Às vezes a emoção perde o sentido e as palavras ganham sua relevância no devido espaço, assim, ao piscar do olho tudo parece ser nu e cru. Pior para Lôco John e suas confusas ilusões.
Naquela noite tudo podia ser visto: as estrelas cadentes, que riscavam o céu levando os sonhos perdidos, o maestro, que regia para dois ou três, e quatro ou cinco lhe ouviam presos no tempo, a selva, que não tinha leão, só coelho... Todas as proezas que eram para si um aviso gritante: Doses destiladas afogam o amor!

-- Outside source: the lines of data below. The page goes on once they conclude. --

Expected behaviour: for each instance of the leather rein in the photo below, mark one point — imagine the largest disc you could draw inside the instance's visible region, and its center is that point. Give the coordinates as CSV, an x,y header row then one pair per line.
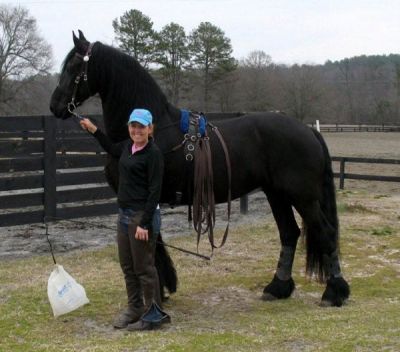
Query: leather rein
x,y
197,150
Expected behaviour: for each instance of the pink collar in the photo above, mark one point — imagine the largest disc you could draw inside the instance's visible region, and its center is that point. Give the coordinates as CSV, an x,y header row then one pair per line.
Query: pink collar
x,y
136,149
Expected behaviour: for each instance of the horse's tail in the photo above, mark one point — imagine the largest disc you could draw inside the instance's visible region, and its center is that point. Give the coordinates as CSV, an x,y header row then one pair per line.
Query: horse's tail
x,y
315,242
165,268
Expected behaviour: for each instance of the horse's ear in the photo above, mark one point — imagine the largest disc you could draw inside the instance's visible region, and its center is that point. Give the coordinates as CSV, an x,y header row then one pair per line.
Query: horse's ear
x,y
81,44
75,39
81,36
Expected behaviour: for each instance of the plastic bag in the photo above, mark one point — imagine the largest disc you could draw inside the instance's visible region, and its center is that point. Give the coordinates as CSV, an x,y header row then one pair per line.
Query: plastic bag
x,y
65,294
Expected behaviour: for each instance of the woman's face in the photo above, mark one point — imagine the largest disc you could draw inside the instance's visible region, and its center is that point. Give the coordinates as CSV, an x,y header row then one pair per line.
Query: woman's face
x,y
139,133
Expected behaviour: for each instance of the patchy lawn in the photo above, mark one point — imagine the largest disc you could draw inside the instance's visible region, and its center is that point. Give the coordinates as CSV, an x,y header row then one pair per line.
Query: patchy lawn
x,y
217,306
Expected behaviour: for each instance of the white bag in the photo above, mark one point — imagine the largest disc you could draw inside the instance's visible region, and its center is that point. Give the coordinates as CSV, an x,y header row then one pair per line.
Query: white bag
x,y
65,294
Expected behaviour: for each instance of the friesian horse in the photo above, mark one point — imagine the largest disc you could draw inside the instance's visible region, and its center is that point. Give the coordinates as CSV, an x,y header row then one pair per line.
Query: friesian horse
x,y
288,160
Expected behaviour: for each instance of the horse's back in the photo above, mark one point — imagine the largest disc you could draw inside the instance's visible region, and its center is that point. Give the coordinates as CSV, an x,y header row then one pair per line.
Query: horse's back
x,y
273,151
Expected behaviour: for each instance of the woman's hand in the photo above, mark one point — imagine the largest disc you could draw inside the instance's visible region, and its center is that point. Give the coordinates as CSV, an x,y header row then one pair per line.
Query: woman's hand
x,y
142,234
87,125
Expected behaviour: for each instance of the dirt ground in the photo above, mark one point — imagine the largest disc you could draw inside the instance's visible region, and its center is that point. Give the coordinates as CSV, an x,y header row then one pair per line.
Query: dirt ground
x,y
22,241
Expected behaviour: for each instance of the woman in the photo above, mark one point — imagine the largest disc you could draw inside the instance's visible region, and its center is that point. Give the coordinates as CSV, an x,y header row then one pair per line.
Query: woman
x,y
140,176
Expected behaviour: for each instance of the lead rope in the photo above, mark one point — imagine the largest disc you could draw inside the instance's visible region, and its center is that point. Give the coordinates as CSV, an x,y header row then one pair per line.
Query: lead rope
x,y
48,240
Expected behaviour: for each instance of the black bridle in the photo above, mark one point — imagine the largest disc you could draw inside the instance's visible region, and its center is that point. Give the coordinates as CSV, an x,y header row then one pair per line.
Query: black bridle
x,y
72,105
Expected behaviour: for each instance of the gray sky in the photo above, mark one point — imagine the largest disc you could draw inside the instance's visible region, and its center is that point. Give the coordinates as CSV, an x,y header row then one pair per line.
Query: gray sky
x,y
290,31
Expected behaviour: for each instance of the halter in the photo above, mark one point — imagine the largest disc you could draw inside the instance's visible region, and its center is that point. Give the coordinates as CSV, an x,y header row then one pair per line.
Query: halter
x,y
72,105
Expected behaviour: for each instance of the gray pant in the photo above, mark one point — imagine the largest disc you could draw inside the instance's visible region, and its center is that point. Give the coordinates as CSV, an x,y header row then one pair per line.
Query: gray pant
x,y
136,258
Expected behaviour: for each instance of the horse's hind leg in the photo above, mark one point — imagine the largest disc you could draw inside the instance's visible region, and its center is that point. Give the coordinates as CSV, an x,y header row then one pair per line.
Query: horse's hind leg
x,y
322,241
282,284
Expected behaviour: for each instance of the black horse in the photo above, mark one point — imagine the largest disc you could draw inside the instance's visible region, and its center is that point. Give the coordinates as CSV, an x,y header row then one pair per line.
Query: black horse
x,y
288,160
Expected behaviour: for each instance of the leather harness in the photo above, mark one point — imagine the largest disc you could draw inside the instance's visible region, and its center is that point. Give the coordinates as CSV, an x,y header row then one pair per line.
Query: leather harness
x,y
197,152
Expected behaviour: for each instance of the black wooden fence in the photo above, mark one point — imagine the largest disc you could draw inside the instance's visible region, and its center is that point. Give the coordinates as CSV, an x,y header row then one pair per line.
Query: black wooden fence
x,y
52,168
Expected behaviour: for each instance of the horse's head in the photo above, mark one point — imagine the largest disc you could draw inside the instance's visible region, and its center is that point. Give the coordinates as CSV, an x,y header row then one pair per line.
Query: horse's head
x,y
74,87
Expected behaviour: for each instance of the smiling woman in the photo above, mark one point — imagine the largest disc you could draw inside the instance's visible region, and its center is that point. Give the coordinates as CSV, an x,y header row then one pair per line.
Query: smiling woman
x,y
140,169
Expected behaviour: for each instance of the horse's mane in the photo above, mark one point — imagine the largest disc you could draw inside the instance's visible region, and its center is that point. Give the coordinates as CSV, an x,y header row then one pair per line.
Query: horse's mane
x,y
127,83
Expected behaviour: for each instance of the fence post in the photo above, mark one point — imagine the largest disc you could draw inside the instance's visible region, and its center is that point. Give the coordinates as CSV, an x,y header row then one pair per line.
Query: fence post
x,y
49,166
341,176
244,204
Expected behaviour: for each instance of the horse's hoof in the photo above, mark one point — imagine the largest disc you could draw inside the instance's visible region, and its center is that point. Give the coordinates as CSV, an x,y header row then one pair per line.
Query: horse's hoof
x,y
266,296
278,289
324,303
336,293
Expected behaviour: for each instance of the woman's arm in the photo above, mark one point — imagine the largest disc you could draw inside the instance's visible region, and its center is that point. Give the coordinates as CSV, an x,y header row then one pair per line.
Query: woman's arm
x,y
115,149
155,168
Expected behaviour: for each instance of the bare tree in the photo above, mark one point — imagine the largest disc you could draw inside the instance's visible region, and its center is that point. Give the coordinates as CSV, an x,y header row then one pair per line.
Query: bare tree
x,y
23,53
303,91
257,80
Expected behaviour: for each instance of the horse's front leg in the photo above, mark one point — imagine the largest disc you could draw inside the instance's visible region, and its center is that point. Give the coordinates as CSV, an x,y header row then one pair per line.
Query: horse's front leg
x,y
282,285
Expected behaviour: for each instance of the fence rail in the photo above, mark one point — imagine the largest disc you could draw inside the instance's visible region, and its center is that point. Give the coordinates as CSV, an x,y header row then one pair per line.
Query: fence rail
x,y
52,168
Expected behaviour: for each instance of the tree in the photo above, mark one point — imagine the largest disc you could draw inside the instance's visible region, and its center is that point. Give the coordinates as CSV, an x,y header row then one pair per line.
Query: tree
x,y
172,54
209,49
135,34
257,80
23,53
303,91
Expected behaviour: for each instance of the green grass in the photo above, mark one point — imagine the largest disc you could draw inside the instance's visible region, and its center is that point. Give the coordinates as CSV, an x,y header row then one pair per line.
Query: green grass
x,y
217,306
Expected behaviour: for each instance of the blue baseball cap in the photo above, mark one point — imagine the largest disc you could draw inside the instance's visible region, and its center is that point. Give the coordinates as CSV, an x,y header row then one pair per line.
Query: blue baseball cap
x,y
142,116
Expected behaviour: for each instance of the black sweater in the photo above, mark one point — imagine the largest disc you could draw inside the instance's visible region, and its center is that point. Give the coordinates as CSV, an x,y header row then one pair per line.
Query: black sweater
x,y
140,175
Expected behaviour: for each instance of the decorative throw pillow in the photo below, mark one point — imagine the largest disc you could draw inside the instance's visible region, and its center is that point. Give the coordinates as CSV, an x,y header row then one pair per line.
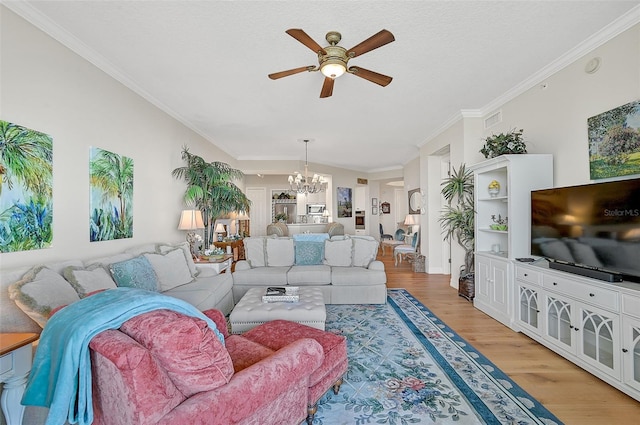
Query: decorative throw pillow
x,y
40,291
188,350
89,279
171,269
309,253
186,249
254,251
337,253
135,273
280,252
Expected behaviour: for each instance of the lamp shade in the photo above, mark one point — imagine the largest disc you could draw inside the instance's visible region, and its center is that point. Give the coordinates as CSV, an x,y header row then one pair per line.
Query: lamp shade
x,y
191,220
410,220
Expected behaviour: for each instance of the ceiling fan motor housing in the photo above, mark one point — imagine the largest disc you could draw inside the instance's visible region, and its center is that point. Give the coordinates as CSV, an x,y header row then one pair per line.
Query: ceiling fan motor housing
x,y
335,59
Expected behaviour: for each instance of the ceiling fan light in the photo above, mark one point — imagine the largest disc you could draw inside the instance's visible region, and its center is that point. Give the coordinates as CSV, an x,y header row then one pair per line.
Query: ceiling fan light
x,y
333,68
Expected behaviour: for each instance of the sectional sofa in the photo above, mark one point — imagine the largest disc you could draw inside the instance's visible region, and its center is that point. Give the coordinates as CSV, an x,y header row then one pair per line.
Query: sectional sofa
x,y
343,267
28,295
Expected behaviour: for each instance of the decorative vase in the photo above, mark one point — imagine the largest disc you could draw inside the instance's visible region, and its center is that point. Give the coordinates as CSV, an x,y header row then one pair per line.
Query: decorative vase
x,y
494,188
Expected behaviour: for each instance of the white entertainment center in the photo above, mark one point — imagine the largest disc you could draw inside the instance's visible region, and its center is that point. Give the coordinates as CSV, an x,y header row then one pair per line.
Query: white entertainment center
x,y
592,323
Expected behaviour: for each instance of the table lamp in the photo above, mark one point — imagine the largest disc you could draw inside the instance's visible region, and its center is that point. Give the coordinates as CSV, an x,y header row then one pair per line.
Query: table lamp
x,y
410,220
192,220
219,231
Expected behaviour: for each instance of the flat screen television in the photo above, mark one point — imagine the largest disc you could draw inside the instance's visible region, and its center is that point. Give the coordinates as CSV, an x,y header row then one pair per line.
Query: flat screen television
x,y
592,229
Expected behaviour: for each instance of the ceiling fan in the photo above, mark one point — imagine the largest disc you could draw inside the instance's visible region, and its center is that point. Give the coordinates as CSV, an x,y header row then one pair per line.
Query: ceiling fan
x,y
333,59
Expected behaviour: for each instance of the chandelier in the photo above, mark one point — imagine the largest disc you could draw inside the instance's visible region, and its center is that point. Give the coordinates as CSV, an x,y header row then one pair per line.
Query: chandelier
x,y
302,184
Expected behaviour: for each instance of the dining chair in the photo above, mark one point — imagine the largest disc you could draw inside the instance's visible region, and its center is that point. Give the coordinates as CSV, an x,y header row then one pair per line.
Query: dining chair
x,y
405,250
383,235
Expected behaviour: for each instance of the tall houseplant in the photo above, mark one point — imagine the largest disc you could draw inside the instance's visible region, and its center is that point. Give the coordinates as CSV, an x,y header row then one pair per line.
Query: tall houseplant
x,y
210,188
457,218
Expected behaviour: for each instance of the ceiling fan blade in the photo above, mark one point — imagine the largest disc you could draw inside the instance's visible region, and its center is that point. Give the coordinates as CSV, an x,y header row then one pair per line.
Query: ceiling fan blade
x,y
327,87
281,74
304,38
371,43
374,77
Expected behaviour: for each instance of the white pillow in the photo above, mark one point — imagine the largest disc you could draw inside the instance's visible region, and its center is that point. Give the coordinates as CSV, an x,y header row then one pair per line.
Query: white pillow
x,y
337,253
280,252
364,251
171,268
254,251
40,291
88,280
186,249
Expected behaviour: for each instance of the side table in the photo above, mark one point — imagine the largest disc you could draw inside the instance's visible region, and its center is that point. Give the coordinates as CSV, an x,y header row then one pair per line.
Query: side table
x,y
237,248
219,265
16,355
390,243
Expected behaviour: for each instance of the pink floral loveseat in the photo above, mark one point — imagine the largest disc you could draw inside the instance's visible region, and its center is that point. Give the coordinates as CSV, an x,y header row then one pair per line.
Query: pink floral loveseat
x,y
163,367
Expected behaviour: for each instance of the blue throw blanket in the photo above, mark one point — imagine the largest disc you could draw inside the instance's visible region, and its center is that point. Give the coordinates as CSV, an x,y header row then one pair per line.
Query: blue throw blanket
x,y
61,375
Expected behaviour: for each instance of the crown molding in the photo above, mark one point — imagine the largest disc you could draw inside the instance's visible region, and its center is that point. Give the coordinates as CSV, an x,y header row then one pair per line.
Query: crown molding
x,y
601,37
42,22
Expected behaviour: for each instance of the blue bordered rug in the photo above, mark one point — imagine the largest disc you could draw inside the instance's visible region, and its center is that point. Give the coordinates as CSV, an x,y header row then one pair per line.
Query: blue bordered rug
x,y
406,366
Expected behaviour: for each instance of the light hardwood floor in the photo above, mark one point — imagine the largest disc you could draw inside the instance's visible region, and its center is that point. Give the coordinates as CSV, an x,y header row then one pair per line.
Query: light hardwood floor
x,y
573,395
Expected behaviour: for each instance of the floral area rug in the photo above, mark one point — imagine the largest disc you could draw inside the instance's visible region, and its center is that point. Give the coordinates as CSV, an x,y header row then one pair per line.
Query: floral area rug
x,y
406,367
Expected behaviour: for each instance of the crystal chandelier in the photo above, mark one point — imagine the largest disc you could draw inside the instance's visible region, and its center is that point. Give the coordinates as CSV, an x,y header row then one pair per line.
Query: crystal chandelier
x,y
302,184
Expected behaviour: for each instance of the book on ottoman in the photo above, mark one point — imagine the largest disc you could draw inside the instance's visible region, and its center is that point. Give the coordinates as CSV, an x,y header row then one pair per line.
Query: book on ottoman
x,y
281,294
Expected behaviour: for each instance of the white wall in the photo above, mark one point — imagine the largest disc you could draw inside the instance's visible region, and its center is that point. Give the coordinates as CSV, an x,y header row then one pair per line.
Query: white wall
x,y
48,88
554,117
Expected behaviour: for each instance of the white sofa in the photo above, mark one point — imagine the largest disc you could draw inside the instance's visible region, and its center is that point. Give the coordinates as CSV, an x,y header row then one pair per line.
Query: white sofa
x,y
343,267
27,295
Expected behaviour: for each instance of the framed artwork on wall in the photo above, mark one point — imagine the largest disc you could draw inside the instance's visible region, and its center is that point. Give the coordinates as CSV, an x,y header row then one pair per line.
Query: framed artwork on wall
x,y
26,188
344,202
614,142
414,201
111,196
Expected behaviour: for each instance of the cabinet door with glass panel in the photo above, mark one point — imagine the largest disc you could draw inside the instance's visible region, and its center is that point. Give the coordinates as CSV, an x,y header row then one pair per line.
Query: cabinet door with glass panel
x,y
599,339
590,333
631,351
528,308
559,322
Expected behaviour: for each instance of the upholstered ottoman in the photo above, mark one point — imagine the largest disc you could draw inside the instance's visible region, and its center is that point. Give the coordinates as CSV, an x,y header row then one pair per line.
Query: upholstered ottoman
x,y
251,311
279,333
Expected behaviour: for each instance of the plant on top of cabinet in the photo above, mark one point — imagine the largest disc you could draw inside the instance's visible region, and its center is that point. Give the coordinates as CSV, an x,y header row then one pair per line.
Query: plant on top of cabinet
x,y
511,142
211,189
457,218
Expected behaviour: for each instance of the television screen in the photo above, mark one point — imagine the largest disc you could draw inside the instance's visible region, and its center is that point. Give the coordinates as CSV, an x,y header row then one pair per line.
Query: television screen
x,y
596,226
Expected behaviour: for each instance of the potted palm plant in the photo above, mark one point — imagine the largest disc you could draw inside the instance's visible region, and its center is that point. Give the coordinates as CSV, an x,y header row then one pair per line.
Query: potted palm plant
x,y
457,221
211,189
511,142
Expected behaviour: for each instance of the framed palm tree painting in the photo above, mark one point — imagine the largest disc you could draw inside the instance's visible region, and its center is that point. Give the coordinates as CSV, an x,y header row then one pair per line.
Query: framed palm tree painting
x,y
26,176
111,181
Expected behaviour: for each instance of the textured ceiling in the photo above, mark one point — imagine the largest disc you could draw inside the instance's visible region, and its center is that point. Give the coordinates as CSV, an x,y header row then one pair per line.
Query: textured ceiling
x,y
206,63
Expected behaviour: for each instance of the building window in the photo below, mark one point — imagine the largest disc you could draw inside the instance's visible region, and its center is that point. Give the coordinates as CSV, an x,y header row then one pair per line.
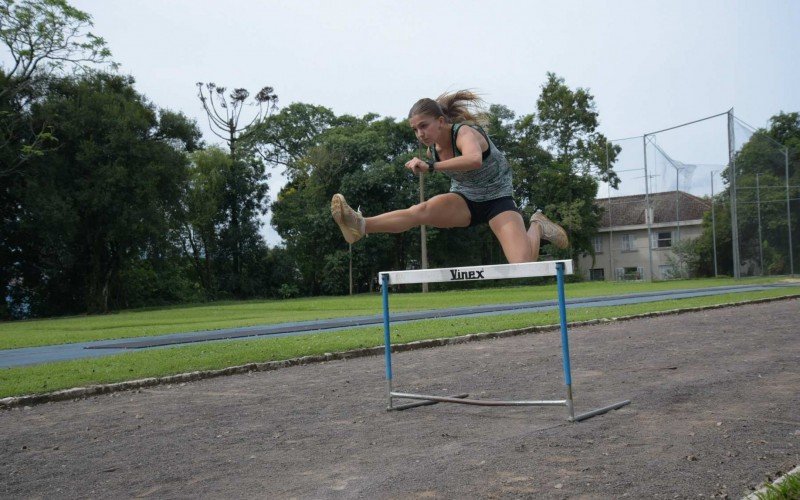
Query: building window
x,y
629,273
627,243
597,243
598,274
662,239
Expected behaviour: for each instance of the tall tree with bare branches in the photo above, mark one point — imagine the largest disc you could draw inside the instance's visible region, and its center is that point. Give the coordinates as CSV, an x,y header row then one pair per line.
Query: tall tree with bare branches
x,y
245,195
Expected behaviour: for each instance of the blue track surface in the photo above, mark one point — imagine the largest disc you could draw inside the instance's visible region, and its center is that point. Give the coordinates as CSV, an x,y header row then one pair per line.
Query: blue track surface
x,y
46,354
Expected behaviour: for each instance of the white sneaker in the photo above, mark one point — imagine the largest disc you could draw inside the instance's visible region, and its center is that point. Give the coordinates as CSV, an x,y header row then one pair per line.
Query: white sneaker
x,y
350,221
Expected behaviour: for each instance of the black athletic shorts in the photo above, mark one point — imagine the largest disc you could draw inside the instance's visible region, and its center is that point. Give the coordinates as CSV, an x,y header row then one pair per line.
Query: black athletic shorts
x,y
484,211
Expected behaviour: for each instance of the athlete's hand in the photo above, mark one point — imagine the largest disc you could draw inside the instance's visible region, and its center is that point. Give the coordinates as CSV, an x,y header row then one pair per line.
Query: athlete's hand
x,y
416,165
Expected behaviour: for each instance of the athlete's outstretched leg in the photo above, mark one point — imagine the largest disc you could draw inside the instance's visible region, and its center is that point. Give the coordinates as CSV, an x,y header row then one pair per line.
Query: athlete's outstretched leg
x,y
442,211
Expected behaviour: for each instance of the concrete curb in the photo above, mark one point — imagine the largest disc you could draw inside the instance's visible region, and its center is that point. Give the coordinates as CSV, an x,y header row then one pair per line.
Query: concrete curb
x,y
94,390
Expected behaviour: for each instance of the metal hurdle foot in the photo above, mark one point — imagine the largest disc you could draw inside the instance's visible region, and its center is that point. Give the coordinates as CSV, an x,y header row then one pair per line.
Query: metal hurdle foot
x,y
599,411
426,401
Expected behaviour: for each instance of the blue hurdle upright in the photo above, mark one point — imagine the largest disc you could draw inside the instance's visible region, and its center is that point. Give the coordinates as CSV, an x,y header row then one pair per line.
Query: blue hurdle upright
x,y
557,268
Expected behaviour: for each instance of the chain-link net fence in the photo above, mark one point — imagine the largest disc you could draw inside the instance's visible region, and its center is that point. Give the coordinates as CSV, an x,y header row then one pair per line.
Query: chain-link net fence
x,y
695,199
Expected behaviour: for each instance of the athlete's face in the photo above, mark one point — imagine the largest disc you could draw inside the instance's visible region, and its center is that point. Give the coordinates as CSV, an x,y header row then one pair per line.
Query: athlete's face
x,y
427,128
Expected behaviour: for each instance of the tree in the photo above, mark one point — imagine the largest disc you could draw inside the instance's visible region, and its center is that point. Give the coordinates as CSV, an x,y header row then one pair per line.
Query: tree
x,y
42,37
99,209
246,182
567,124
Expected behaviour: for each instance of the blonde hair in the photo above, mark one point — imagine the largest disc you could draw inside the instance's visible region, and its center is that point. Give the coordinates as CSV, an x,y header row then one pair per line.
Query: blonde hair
x,y
455,107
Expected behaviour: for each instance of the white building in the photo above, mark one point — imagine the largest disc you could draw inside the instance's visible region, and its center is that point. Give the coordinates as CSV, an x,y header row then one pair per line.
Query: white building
x,y
621,243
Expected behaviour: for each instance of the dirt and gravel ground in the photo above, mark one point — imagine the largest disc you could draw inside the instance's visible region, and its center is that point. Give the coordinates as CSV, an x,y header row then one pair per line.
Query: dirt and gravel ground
x,y
715,411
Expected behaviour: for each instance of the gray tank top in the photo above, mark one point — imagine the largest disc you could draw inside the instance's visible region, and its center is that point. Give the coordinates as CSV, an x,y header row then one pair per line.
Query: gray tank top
x,y
490,181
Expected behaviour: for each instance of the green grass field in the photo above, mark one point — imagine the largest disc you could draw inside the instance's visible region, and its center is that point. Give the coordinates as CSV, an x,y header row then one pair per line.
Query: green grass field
x,y
216,316
215,355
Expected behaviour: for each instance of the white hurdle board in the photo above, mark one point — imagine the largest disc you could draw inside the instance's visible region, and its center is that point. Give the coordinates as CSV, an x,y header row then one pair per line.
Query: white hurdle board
x,y
557,268
495,272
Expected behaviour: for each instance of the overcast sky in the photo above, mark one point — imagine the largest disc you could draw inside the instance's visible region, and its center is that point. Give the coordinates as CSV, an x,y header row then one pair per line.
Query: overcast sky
x,y
649,64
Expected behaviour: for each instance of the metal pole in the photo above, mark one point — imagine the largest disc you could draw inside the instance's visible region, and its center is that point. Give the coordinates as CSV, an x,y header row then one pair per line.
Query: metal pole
x,y
788,210
423,234
734,219
677,203
647,210
760,237
386,339
713,226
351,269
562,313
610,228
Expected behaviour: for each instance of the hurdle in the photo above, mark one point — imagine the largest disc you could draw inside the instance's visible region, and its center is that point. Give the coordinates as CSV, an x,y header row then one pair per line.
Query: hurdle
x,y
557,268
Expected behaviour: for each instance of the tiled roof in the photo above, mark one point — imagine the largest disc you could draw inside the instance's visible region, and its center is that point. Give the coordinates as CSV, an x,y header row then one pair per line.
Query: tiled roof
x,y
629,210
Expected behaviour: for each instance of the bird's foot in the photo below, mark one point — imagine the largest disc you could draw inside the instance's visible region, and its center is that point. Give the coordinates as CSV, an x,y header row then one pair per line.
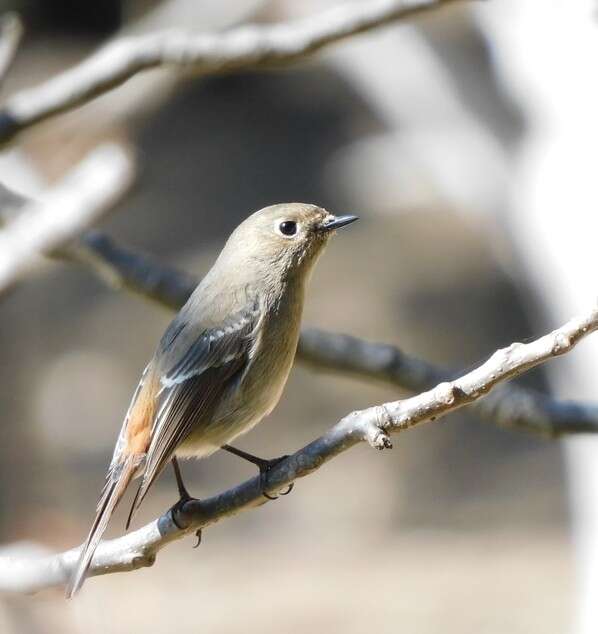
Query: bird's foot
x,y
177,514
265,466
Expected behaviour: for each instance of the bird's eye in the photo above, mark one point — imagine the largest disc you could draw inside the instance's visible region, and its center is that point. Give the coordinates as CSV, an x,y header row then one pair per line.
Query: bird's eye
x,y
288,228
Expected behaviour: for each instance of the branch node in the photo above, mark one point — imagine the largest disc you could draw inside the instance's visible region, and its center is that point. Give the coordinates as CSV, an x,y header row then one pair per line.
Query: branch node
x,y
446,393
562,343
376,434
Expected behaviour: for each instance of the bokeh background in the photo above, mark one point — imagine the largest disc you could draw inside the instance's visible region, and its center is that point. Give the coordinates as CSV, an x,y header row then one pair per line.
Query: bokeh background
x,y
426,131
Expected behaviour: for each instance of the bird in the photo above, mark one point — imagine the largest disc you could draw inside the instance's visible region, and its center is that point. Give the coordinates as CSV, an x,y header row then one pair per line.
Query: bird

E foi com esse pensamento torto que seu andar sóbrio cruzou a avenida, sem dinheiro, sem rumo. Ele não pensou, simplesmente foi e decidiu viver isso. Ali, bem no meio do asfalto, preferiu deitar seus 60 anos para ter um ataque epilético e conscientemente apagou os sentidos. Com perfeição agonizou suas dores, lhe faltou ar, a língua pagou, e acreditem... Ele até babou!
Ao redor, as pessoas aplaudiram, os carros desviavam para seus rumos lhe banhando de luzes. E todos puderam vê-lo tendo de ir em vão... Atiraram moedas. Um jogou uma flor amarela, outro tropeçou em sua perna, a menina de vestido branco tirou dele uma caneta vermelha do bolso e um rato mordeu-lhe o dedo.
Acordou no espanto, levantou. Não lembrava mais o porquê e nem seu nome. Apanhava o que era de agrado quando percebeu um papel tímido que escorregou do outro bolso: "Lôco Jonh, vá beber para esquecer seus amores". E foi!